My attitude regarding 32 vs. 64 hasn't changed, after another day's experience under my belt. I like 64; but I can't agree that everybody shld switch. Consider the stack alignment issue, which I've got under control now. At first I couldn't understand why people have such a problem with it, but I believe I've figured it out: it all depends what you intend to do with MASM.

I use assembler to investigate things like statistical properties of prime numbers, diffeq solutions, physics simulations. I want speed, significant digits, registers - raw power.  The OS - be it Windows, Linux, whatever - is, from my perspective, a necessary evil.
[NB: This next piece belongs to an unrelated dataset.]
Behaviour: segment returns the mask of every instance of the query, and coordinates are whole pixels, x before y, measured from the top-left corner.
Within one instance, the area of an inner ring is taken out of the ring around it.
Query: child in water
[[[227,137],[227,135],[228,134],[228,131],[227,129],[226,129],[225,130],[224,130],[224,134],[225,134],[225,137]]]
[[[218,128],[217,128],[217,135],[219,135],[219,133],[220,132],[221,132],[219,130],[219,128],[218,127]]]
I need a few dozen essential functions: input and output: screen, files, keyboard, joystick etc. With a wrapper to provide necessary shadow/parameter space, I can use them for years, never touch them again. Similarly, if I want to be called from C++, a crude interface to pass a few numbers back and forth is fine. So 95% of the time I don't have to obey Windows calling conventions. I jmp when I can, call when I must, never use procs; don't need data hiding, or OOP (altho of course STRUCTS and Macros are great). No one else needs to understand my code, and it always makes sense to me. Once in a while I get bit by some variable being modified a thousand lines away, but rarely; small price to pay. With this approach I have very little trouble with the stack.

OTOH, most people here are into systems software, and commercial packages, etc. They're constantly involved with OS: paging tables, MBRs, SEH, OLE, sockets, etc. They love interfacing with C; in fact many of them are C programmers primarily. So they have to obey Windows x64 calling convention, like it or not - unless, of course, they stick with 32-bit.

There's a lot more to it than just stack alignment, but you get the idea. For me, not much trouble to get the xtra power; for them, headaches for no good reason (at least, they could see it that way). Ferraris are great, but an old Camaro has its charms too. Just an opinion; I still have a lot to learn about the situation.

anunitu: something is coming down the pike ... that will hit the public after many years (quoting u out of context). I'm afraid you're quite right. It's not an internet of things, tho; it's a small amount of hydrogen.